Taraflar arasındaki tespit, tapu iptali ve tescil, olmazsa tazminat davasından dolayı yapılan yargılama sonunda İlk Derece Mahkemesince davanın reddine karar verilmiştir.
Kararın davacı vekili tarafından istinaf edilmesi üzerine, Bölge Adliye Mahkemesi tarafından yapılan inceleme sonucunda; istinaf başvurusunun esastan reddine karar verilmiştir.

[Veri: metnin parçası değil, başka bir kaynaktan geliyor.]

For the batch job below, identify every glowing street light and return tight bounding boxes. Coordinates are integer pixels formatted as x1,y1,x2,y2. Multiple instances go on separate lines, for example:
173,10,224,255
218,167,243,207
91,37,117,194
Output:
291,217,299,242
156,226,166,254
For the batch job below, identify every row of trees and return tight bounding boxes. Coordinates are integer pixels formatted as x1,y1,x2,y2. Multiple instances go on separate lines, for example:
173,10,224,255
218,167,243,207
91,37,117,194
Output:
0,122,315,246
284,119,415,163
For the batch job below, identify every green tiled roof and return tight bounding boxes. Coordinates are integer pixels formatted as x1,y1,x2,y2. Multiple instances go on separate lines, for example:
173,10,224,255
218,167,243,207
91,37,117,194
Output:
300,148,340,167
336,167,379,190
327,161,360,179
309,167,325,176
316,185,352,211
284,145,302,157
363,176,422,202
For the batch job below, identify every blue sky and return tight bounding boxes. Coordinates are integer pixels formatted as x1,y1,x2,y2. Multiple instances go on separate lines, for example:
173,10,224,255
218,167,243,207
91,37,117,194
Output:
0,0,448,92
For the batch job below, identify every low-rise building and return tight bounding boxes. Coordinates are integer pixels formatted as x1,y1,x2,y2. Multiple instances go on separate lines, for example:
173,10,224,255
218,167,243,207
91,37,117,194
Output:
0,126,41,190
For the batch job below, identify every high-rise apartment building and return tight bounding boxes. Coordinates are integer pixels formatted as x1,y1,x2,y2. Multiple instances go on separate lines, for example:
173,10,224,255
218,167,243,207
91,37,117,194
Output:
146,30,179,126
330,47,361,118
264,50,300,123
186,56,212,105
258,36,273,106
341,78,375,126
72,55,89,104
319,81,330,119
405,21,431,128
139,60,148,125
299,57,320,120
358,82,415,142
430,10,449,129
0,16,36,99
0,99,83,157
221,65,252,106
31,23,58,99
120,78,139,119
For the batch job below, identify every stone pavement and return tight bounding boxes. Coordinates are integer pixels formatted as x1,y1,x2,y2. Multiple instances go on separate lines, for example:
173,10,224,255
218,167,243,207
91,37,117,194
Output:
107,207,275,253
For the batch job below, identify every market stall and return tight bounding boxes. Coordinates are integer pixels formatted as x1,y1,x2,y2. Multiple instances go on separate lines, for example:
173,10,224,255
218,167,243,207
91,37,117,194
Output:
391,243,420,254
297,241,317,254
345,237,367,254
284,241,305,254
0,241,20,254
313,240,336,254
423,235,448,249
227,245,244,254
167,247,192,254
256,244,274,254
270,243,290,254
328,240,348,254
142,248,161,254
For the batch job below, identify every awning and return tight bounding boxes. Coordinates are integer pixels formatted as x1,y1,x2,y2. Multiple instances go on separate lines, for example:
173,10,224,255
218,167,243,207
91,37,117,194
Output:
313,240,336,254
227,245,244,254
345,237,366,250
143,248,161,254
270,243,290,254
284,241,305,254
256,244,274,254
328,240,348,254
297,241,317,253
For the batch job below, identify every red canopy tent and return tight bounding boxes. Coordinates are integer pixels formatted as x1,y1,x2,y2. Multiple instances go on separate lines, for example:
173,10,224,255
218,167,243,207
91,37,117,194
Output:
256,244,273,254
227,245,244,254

Bölge Adliye Mahkemesi kararı davacı vekili tarafından temyiz edilmekle; kesinlik, süre, temyiz şartı ve diğer usul eksiklikleri yönünden yapılan ön inceleme sonucunda, temyiz dilekçesinin kabulüne karar verildikten ve Tetkik Hâkimi tarafından hazırlanan rapor dinlendikten sonra dosyadaki belgeler incelenip gereği düşünüldü:
I. DAVA
Davacı vekili, Beykoz Kılıçlı’daki dava konusu bir çok taşınmazın davacının mirasbırakanı Yaşar Durmaz’a ait olduğu halde davalı Hazine adına tescil edildiğini, ileri sürerek bu taşınmazların kök kayıtlarının mirasbırakan adına olduğunun tespiti ile davacı adına intikalen tesciline, orman vasfı taşıyanların özel orman olarak davacı adına tesciline, kamu yararına tahsis edilmiş olanlar hakkında ise kamulaştırmasız elatma nedeniyle tazminata karar verilmesini talep etmiştir.
II. CEVAP
Davalılara dava dilekçesi tebliğ edilmemiştir.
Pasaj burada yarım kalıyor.